Really. Recorded in the New York state home studio of the one-time David Bowie and T-Rex producer, Tony Visconti, The Gunman. . . is built on country structures, haunted by lap steel guitar and massed strings, full of songs that could (and should) be sung by George Jones and Glen Campbell, contains a typically sumptuous version of the western standard “Streets of Laredo”, and is riddled with the sort of lyrical twists beloved of Merle Haggard (“When you get to know me better,” laments one chorus, “you’ll learn to love me less”).”

“I don’t even like those sort of titles,” McAloon laughs. “They’re punchlines. They’re cute, and they can set the tone for the “whole song, but as a stylistic trick, I think it’s a bit easy. I feel a bit of a fraud being questioned about this, because I actually know very little country music.” This seems an extraordinary statement. McAloon’s songs have always been suffused with a wide-eyed love of American pop culture and a profound appreciation of America s mythology: he named a song after the 1960s country icon Faron Young as long ago as 1985’s immortal Steve McQueen album, included two songs inspired by legendary gunslinger Jesse James on 1990’s Jordan; The Comeback which, in turn, was besotted throughout with Elvis Presley.

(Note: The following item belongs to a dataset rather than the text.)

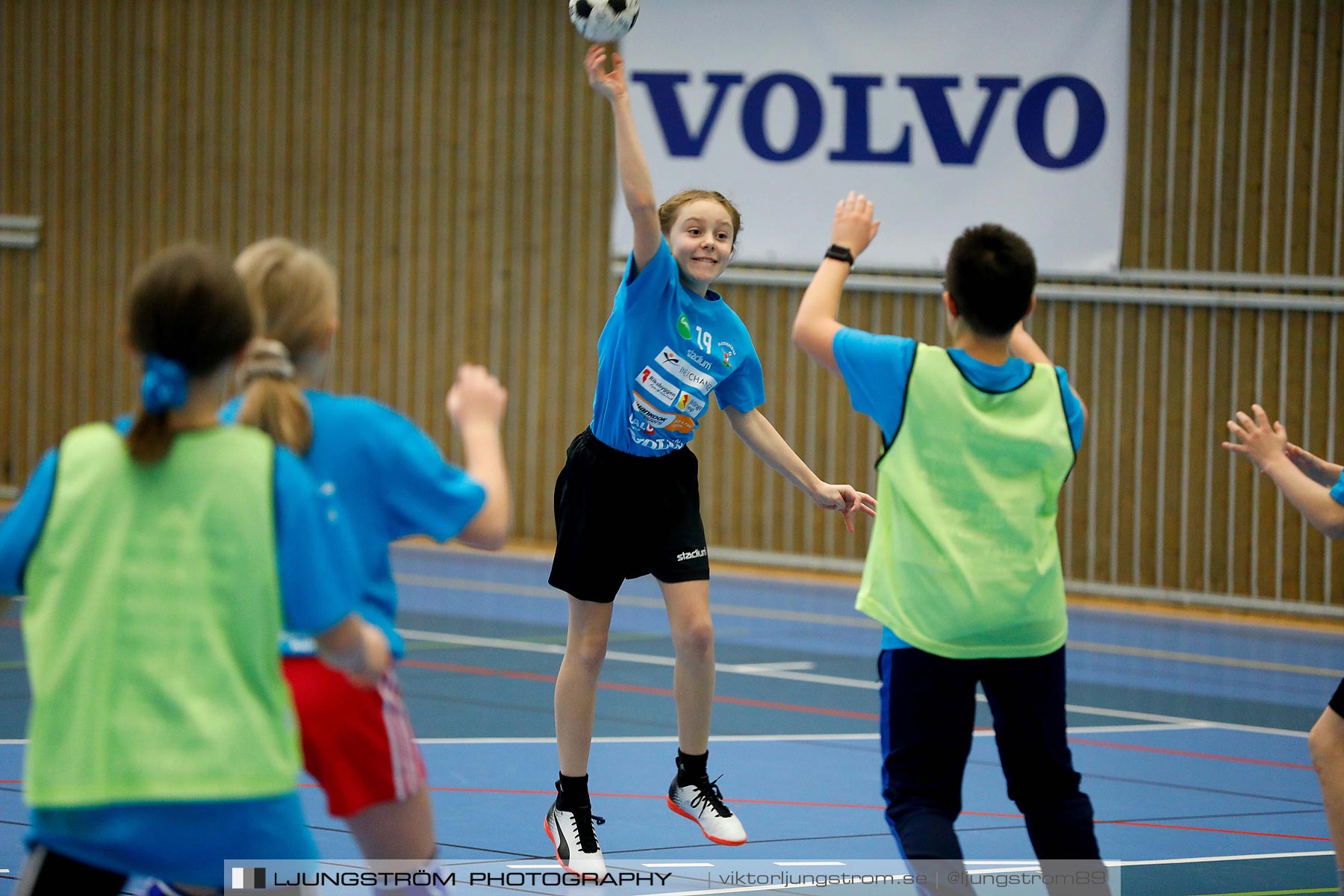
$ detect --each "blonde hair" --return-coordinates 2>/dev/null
[234,237,336,455]
[659,190,742,247]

“Someone asked me last -week whether these songs were pastiche. And I thought that was a bit of a harsh term. I mean, in a sense it is pastiche, because I’m relying on my memories of what country music is, as vague as they may be — but there’s a general stylistic sense of what country is that allows you to write them.”

Five of the songs on The Gunman were written for Jimmy Nail, who prevailed upon McAloon for the soundtrack for his “Crocodile Shoes” series. A sixth, the title track, was written for Cher (“I’m told she liked her own singing on it, but she didn’t get it”). A seventh, “Wild Card in the Pack”, was written with Kenny Rogers in mind, but never sent to him.

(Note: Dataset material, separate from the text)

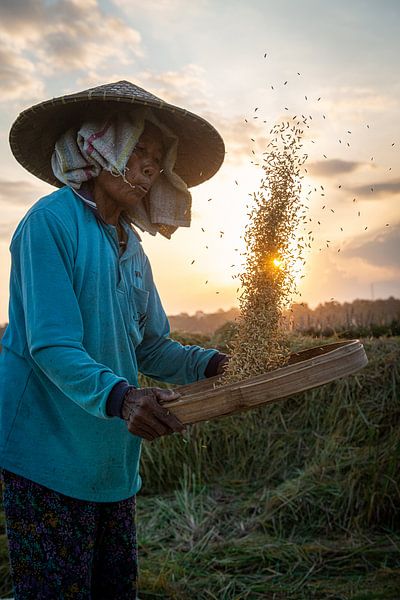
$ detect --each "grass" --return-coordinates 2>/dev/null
[0,337,400,600]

McAloon’s exuberant passion for songwriting more than makes up for his professed lack of knowledge of this genre; like those rare sporting prodigies who can master a new discipline as easily as they lift a tennis racket, cricket bat or croquet mallet, McAloon has a preposterously easy facility with all varieties of song. Despite his sporadic output over the last decade, he writes prolifically. Rumours exist of dozens of lost Prefab Sprout albums.

“They’re not lost,” he claims. “They’re written, but they’re not recorded. There must be at least twelve. They’re on different themes, some of which have more commercial potential than others.”

The albums that McAloon confirms the existence of include a suite dedicated to Michael Jackson (“It’s called Behind The Veil, and it consists of songs in the style of Thriller, with titles such as “Mr Lightning Boots”), a Phil Spector tribute album, a musical history of the World called Earth: The Story so Far, a spoken word reminiscence from the perspective of a fictional woman called I Trawl The Megahertz and a collection of novelty songs (The Gunman… closes on a piece of hyperactive electro-country Whimsy called “Farmyard Cat”, which McAloon included “because it was joyful, and you don’t hear that often”).

That public money continues to be squandered on such fripperies as schools, roads, hospitals and national defence while McAloon’s unheard library of imagined masterpieces goes unrecorded is, frankly, an outrage. McAloon, for his part, while equally aware and relieved that his days as a mainstream pop star are behind him (“I was much too nervous of how high things might go”), remains properly convinced of his own worth. He was, he admits, “terribly, bitterly disappointed” at the commercial no-show of Andromeda Heights. He sounds determined not to get his hopes up for The Gunman and Other Stories.

“No, I’ve given up,” he laughs, again. “In my bitter pride, I just think, bore them with greatness. That’s my new motto.”